Appendix 1: “The script of a play is never definitive. It is a metamorphic creature, destined to undergo continuous change.”

Appendix 3: “Music is not a decorative addition to Twelfth Night but an essential part of the play’s dramatic economy.”

Or Elam’s fondness for ill-thought-out analogies and cliches:

Everything in a play text is filtered through language, the most important weapon in the dramatist’s armoury.

Twelfth Night is a play unusually aware of its destiny as a script for performance.

In the case of Twelfth Night, the spectator plays the part of co-protagonist.

Antonio’s homoeroticism is an open secret in contemporary performances.

The comedy offers a veritable anatomy of the most fashionable of humours, melancholy.

The liver, organ of passion, works overtime in Twelfth Night.

The play’s economy of space feeds into its poetics of place.

Or how about this one?

The body in Twelfth Night is not always an edifying text; it sometimes resembles an epidemiological treatise.

An unedifying treatise, I guess?

And sometimes Elam’s writing is just leaden:

The success of Twelfth Night onstage is in part demonstrated by the sheer number and frequency of productions.

A particularly important discursive role in the comedy is played by doors, virtual and (in performance) actual.

I love that parenthetical.

What these quotes raise is not a question of content or interpretation, or even of terminology, but a question of taste. Are we to entrust ourselves to a guide who writes like this? Can we expect him to be sensitive to the nuances of Shakespeare’s language and meaning when his ear for rhetoric appears hopelessly deficient?

5 Comments

  1. Benjamin Cole

    24 July 2011 at 06:02

    Posts like this are the reason why I read your blog.

  2. In the Norton Shakespeare, the really good footnotes (even when I disagree, which is a lot) are Greenblatt’s. Cohen’s are okay; the others pretty bad. The best footnotes I’ve ever read, but I only came to realize this in the last few years, are Bloom’s in the Oxford Anthology of English Literature. Visionary Company vintage, but amazing examples of transparent concision and depth: the only thing not transparent is how concise and deep they are.

  3. Whereas Bloom’s notes to the collected William Blake — well, this unusually straightforward sentence may serve as self-critique:

    “The ‘Giant dance’ (Blake may have thought that the meaning of Stonehenge) is a dance into madness by the Sons of Albion, and is a large metaphor for the deathly autointoxication of spectral reason.”

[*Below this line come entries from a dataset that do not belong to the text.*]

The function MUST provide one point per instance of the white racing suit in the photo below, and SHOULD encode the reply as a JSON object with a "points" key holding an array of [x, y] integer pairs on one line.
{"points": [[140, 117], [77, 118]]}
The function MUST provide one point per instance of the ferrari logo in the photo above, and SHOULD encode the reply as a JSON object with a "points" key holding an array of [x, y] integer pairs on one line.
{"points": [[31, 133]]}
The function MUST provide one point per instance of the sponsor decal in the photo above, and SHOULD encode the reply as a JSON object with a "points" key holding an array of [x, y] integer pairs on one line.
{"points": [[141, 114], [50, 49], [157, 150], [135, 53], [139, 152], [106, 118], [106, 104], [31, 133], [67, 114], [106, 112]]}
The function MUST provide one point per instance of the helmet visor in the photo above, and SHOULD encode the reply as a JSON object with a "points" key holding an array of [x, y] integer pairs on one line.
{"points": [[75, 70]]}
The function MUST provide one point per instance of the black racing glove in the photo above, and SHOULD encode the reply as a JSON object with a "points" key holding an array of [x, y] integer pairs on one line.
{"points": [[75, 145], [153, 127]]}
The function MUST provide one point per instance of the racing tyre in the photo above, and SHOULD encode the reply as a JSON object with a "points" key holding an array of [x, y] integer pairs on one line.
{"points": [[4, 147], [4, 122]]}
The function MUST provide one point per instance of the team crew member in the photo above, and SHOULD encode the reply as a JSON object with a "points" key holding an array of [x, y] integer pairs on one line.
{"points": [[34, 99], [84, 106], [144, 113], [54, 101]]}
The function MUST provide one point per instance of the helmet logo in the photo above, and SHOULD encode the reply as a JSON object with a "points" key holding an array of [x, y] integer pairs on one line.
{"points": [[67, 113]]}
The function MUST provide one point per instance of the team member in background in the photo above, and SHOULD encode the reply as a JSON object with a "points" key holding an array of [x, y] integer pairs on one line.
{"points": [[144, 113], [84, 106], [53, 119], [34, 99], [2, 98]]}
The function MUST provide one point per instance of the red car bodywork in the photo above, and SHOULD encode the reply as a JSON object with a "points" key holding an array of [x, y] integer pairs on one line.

  4. As the Yiddish translator of Shakespeare said when his production was booed on the Lower East Side, “Consider the material.” Bloom’s about as good at getting Blake into a nutshell as anyone, but you may crack your teeth a lot before either nut breaks. I agree — the notes on the Erdman Blake are unusually unhelpful.

  5. David Auerbach

    24 July 2011 at 22:30

    That is an amazing quote, and surely foreshadows Bloom’s later science-fiction chef d’oeuvre, The Flight to Lucifer: A Gnostic Fantasy. The Four Zoas crossed with A Voyage to Arcturus.

    Which, come to think of it, is a point of commonality between you and Bloom, B!